レストランなどで隣のお客さん同士が会話しているのを聞くのが好きだ。心地よい音楽をかけながら読書をするのが好きだ。他愛もない冗談を言うのが好きだ。心震わせる映画を見て、心の底から涙を流すのが好きだ。カフェに行って好きな人たちとおしゃべりするのが好きだ。毛布にくるまって今日1日のことを思い出し、少しドキドキしたりするのが好きだ。
小さな「好き」「嫌い」ってたくさんある。ついつい覗いてみたくなる
胸を張って好きだ、と言えることではなくても、小さな「好き」ってたくさんあると思う。私は自分の小さな「好き」を集めることが好きで、私の周りの人たちも小さな「好き」をたくさん持っている人が多いような気がする。その人たちの小さな「好き」をこっそり聞いて、そんな「好き」もあるのかあ、と新しい世界を窓から覗き見したような気持ちになるのも私の小さな「好き」かもしれない。
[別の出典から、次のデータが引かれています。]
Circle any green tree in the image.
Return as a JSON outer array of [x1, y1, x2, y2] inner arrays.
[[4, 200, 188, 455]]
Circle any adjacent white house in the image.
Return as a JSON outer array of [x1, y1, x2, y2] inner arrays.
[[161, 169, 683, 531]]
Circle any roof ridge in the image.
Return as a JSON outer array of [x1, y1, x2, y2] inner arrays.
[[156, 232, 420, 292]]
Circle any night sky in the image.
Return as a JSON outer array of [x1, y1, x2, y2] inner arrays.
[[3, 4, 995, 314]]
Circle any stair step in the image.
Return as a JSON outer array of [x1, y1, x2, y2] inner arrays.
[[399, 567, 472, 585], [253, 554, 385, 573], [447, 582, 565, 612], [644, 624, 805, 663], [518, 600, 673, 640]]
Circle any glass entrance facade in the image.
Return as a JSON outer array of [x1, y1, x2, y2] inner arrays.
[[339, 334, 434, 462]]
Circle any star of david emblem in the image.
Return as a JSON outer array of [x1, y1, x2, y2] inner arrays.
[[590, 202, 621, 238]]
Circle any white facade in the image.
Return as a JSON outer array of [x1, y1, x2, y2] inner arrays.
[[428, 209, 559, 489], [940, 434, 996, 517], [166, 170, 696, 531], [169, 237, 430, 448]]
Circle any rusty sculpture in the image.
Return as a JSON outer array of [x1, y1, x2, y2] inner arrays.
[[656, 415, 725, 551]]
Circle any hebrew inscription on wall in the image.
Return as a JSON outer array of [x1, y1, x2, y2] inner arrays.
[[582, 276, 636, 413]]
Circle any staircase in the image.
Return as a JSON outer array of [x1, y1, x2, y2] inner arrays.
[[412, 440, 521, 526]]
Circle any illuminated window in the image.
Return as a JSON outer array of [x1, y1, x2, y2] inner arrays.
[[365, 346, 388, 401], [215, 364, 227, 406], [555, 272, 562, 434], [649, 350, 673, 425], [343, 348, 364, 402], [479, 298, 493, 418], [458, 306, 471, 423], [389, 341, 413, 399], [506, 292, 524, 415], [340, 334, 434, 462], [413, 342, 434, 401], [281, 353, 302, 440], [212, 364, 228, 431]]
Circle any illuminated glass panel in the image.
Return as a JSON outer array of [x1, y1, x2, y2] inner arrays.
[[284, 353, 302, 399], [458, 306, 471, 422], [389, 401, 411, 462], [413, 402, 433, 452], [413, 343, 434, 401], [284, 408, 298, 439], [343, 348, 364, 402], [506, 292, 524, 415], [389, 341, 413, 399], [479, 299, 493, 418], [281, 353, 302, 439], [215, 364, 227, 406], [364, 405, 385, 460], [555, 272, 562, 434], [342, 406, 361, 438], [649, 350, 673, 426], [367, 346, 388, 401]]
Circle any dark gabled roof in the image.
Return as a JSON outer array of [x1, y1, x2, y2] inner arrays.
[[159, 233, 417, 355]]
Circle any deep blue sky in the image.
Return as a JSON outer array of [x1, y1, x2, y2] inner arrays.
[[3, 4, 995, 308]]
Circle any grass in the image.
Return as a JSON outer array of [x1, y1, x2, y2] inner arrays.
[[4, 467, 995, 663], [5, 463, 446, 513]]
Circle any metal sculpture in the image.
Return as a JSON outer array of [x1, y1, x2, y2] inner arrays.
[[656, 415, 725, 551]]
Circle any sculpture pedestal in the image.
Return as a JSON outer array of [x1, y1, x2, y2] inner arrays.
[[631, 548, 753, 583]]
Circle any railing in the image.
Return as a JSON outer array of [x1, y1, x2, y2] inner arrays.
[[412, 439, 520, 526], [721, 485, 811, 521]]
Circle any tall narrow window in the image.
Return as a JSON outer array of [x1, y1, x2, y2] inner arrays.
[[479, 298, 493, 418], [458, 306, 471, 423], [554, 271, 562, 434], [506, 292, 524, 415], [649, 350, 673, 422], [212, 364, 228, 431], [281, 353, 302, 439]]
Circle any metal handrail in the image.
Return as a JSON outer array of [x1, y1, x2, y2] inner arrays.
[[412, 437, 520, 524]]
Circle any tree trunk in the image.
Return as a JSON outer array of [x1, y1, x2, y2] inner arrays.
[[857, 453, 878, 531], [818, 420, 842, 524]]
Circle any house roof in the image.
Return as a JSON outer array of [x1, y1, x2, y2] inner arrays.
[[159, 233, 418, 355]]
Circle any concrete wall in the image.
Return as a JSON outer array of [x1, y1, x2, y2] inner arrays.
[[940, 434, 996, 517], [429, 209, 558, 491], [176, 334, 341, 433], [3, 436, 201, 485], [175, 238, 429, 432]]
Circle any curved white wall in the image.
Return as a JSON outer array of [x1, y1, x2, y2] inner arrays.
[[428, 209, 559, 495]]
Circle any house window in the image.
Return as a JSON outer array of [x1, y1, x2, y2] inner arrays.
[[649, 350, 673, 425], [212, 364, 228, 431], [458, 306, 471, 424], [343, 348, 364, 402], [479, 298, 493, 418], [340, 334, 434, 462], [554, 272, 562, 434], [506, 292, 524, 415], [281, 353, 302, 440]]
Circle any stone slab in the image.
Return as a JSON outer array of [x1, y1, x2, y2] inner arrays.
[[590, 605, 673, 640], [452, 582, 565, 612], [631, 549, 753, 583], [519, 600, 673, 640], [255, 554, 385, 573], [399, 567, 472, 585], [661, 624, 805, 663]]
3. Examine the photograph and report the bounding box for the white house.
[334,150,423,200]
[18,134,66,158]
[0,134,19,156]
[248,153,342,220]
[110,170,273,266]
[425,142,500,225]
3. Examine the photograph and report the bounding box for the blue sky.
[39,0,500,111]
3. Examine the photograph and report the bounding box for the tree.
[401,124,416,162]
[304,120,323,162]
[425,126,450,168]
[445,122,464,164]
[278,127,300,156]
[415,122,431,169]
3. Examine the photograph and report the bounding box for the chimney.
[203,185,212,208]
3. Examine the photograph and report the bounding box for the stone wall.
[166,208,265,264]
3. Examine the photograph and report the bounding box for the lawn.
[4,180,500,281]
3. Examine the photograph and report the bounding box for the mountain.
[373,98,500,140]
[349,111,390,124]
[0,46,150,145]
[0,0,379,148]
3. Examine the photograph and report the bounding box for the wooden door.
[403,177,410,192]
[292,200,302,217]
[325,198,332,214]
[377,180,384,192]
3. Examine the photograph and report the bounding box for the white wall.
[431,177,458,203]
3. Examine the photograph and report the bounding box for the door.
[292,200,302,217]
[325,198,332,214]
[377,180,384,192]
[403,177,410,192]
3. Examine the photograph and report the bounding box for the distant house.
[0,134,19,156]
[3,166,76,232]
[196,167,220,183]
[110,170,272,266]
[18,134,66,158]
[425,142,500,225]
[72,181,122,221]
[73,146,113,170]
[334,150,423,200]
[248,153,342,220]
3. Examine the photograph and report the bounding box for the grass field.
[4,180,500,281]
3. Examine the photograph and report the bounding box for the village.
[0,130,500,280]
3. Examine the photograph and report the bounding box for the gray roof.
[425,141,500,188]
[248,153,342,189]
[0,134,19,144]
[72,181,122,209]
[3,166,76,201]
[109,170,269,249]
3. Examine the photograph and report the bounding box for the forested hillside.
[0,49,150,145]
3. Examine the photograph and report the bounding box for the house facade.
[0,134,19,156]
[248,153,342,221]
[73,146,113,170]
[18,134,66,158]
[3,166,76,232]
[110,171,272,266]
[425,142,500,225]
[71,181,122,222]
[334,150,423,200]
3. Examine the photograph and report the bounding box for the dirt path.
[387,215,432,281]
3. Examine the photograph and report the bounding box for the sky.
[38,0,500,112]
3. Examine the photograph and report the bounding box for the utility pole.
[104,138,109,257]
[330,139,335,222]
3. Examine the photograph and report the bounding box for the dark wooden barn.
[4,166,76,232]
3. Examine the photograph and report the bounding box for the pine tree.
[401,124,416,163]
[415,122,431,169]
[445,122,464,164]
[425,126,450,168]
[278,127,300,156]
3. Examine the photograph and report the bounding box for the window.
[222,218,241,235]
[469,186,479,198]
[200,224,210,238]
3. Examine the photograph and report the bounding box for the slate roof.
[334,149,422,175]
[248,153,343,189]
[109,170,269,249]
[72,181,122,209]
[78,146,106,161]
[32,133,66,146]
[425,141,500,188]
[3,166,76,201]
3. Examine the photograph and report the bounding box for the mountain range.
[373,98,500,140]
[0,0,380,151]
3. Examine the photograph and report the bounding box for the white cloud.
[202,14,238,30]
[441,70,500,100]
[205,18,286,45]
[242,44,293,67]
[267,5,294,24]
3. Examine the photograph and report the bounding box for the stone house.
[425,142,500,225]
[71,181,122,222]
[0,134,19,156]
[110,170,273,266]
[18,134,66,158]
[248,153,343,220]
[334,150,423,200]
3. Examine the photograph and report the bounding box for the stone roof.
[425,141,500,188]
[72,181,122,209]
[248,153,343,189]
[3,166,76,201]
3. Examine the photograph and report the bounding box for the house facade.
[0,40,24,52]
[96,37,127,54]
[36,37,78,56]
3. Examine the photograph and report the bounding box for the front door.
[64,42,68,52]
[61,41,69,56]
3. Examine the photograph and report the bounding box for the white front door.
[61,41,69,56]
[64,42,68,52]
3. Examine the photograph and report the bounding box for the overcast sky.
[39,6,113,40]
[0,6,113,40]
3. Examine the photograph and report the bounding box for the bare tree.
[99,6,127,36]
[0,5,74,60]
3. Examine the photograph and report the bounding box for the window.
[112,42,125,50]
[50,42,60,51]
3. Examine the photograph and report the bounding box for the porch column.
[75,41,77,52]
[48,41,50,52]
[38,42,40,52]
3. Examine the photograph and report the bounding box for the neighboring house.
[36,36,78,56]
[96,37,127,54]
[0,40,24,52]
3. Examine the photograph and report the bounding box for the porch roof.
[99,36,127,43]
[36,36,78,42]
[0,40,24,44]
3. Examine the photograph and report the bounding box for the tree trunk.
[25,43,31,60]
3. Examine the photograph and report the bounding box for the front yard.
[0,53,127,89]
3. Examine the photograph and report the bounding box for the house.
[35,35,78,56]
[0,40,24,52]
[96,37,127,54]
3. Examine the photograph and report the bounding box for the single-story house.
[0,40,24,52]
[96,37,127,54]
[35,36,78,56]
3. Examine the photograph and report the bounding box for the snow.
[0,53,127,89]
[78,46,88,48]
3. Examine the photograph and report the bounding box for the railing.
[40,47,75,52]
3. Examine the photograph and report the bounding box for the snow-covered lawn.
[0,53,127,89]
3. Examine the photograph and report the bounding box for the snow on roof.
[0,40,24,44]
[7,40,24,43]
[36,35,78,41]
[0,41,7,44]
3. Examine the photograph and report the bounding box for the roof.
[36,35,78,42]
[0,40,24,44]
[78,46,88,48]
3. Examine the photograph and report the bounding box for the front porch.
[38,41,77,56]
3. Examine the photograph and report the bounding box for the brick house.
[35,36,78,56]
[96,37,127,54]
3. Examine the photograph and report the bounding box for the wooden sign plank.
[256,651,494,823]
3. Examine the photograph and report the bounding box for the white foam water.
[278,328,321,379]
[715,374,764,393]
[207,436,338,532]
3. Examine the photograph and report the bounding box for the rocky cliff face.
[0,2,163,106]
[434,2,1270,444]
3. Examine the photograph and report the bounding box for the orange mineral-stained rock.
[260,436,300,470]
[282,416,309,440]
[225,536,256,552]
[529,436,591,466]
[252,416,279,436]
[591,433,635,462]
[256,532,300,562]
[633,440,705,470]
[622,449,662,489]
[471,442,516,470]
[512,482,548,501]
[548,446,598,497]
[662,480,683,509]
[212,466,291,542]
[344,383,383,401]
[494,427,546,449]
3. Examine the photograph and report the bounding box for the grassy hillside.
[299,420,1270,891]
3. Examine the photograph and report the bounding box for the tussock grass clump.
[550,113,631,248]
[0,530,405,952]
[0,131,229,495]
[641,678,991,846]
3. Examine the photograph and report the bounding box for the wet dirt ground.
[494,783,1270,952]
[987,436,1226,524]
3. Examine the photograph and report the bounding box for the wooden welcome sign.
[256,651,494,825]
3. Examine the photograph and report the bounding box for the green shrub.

反対に、小さな「嫌い」もあるだろう。私の場合は電車のつり革がベタベタしているとき、テレビがいつまでたっても起動中になっているとき、風が強くてせっかく綺麗に揃えた前髪がぐちゃっとなるとき、残っていると思ったはずの牛乳がほぼないとき、などである。このあいだ友人が言っていた、残量のわからないシャンプー容器とか結末のわからない映画、とかも小さな「嫌い」なのかもしれない。友人のこれらの小さな「嫌い」を聞いたとき、その友人のことを非常に愛しく思った。その人の小さな「嫌い」を知ることは、その人の本音をちょっぴり盗み聞きしたような気持ちになって、他の人の知らないその人の弱さ、みたいなものを知ったことによる嬉しさがあるのかもしれない。
好きな人ができたら、ポジティブで心地よい優越感に浸りたい
私は好きな人ができたら、こういう小さな「好き」とか小さな「嫌い」をお互いに共有したい。そうしてお互いがお互いのことを知って、他の人の知らないこんなところも知ってるんだぞ、という心地よい優越感に浸りたい。それは誰かを見下すような優越感ではなく、自慢したいと思うということではなく、自分も相手のことを、そして相手も自分のことをよく知ってくれている、安心できる、そんな空間が自分にはあって嬉しいな、というポジティブな、誰にも矢印が向けられていない優越感である。
付き合うって、人生をよく見せるためのアクセサリーでもないし、人生に絶対必要な道具でもない。でももし自分の小さな好き嫌いを知ろうとしてくれている人がいたら、そんなに嬉しいことはないな、と思う。そして、私も誰かの小さな好き嫌いを知ろうと思えたときには、きっとそれは運命なんだって思ってもいいかもしれないな、と思う。
お互いの趣味を頑張って理解しようとする、お互いの理想に近づくために努力する、そういう関係も素敵だ。だけど私は、互いをつなぎとめる趣味とか理想の姿とか、そういうものがなくなったら、変わってしまったら壊れてしまうような、そういう関係ではなくて、ひとりの人間としてお互いに尊重できる、知ろうと思える、そんな関係を構築したいな、と思う。
物質的なものではない、心から求めているもののために一緒にいたい
私は誰かと付き合うとき、その人が自分を選んでくれた理由が表面的なものだと少し悲しい気持ちになる。もし顔がかわいいとか、話が面白いとか、足のサイズが平均的な女性より大きいとか(?)、そういうことで選ばれているのだとしたら、代替品がたくさんあるよな、私でなくてもいいんじゃないかな、と思案してしまうのだ。
私はよく、周りの友達に「その人のどこが好きなの?」と質問する。それは決して相手の気持ちを疑っているとかそういうことではなく、純粋に理由が気になるからである。そのときに、顔がタイプだとか稼ぎがいいだとかそういうことを挙げるのではなく(もちろんそういう理由も否定はしないが)、相手の本質的な部分をしっかりと見極めて、そこにどんな良さを感じているのか説明してくれると、その友達のことを心底好きだと感じる。もちろんきっかけとして見た目や趣味の話が出ることもあるが、それだけではない何かを教えてくれると、その友達は真剣に人間と向き合おうとする人なんだと実感し、ますます好きになってしまうのだ。
逆に周りの女友達が男の人と付き合う上での条件として、稼いでいて、長男じゃなくて、背が高くて、顔がタイプで、一人暮らしで…などといったものをつらつらと挙げている場面に遭遇すると、目の前が真っ暗になるような気持ちになる。
人生を誰かと一緒に歩んでいく上で、もちろんお金がないと、仕事がないと、やっていけないのは百も承知だ。だけど私は、物質的なものより先にある、ぼんやりとしていて、だけど絶対に大切で心から求めているような、そういうもののために一緒にいたいと願う。
結婚式で「その健やかなるときも、病めるときも、 喜びのときも、悲しみのときも、 富めるときも、貧しいときも」というおきまりのセリフがある。自分がこれを聞くとき、いったいどんな気持ちでいるのだろう。願わくば、一抹の不穏さも感じず、胸を張って一生を共にしたいと思える相手を前に、「誓います」と言えますように。